Hastings Street is the fourth album from the Los Angeles-based band Brazzaville.  David Brown, the principal songwriter and vocalist wrote, "Hastings Street... is named after the infamous Hastings Street in Vancouver. It is basically the skid row of Vancouver, full of junkies and prostitutes. The title track on the CD was inspired by the life story of a guy I once met. There are several love songs on the record, including "Old Folks" and "It Only Hurts". There are also several stories about different characters.  "Londres" is the tale of a young girl growing up in East L.A. She is surrounded by poverty and violence.
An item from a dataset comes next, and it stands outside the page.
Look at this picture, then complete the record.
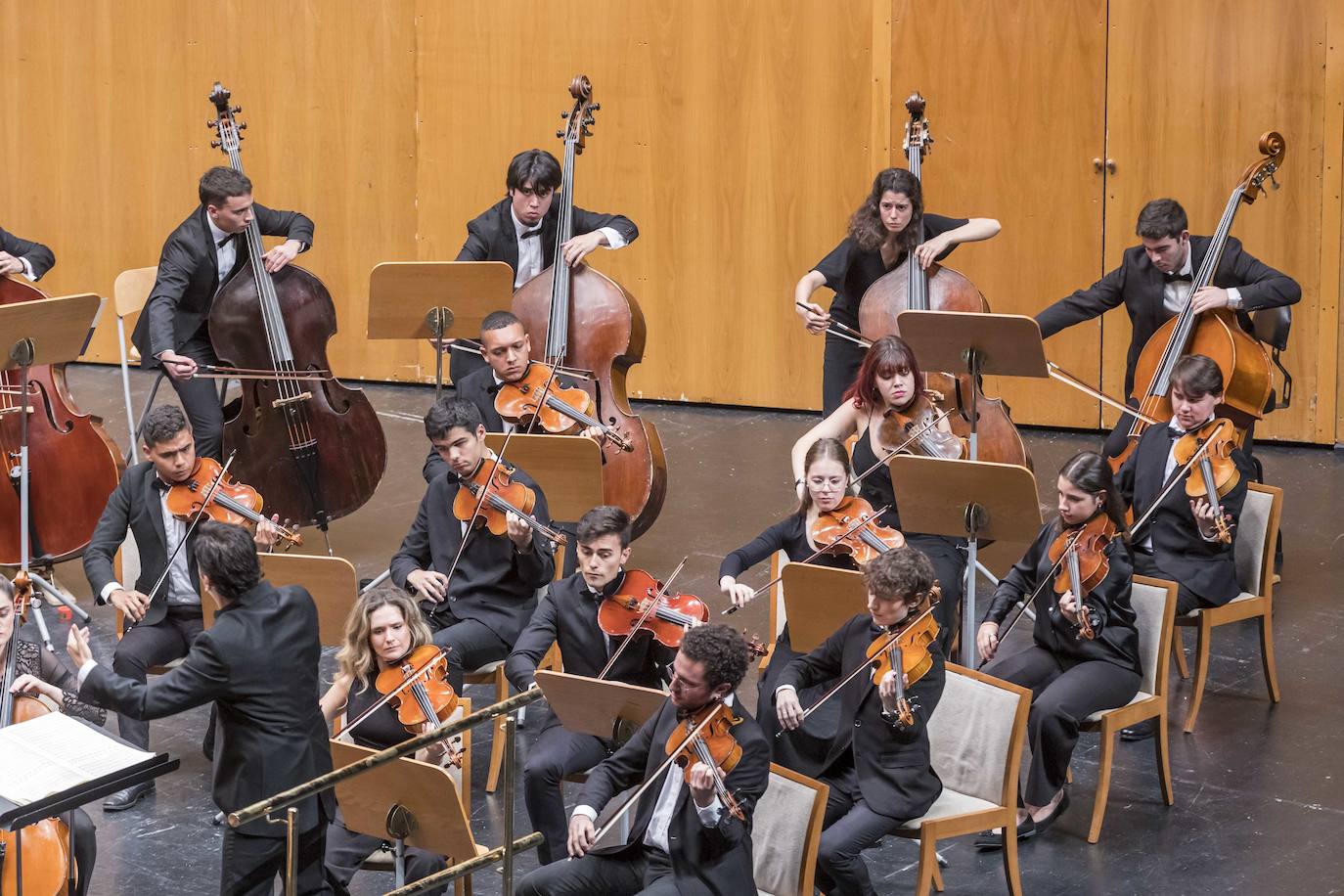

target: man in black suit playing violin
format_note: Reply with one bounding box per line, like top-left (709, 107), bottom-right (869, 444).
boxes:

She listens to The Smiths and dreams of one day escaping to the promised land of Londres (London). "Love Is the Answer" is the story of an abused daughter who escapes to SF with her best friend. "Lagos Slums" is the story of a Nigerian man struggling to support his family in the New World of globalization." In reality, Hastings Street itself runs nearly twelve kilometers through two cities and to the locals less than two kilometers is considered "skid row".

Track listing
 "Intro"
 "Londres"
 "Love Is the Answer"
 "Old Folks"
 "Hong Kong Cafe"
 "Hastings Street"
 "Single Apartment"
 "Night Train to Moscow"
 "Interlude"
 'Lagos Slums"
 '17"
 'L.A. River Lady"
 'Left Out"
 'Asteroid Fields
 "Dark Eyes"
The album is currently unreleased in the US.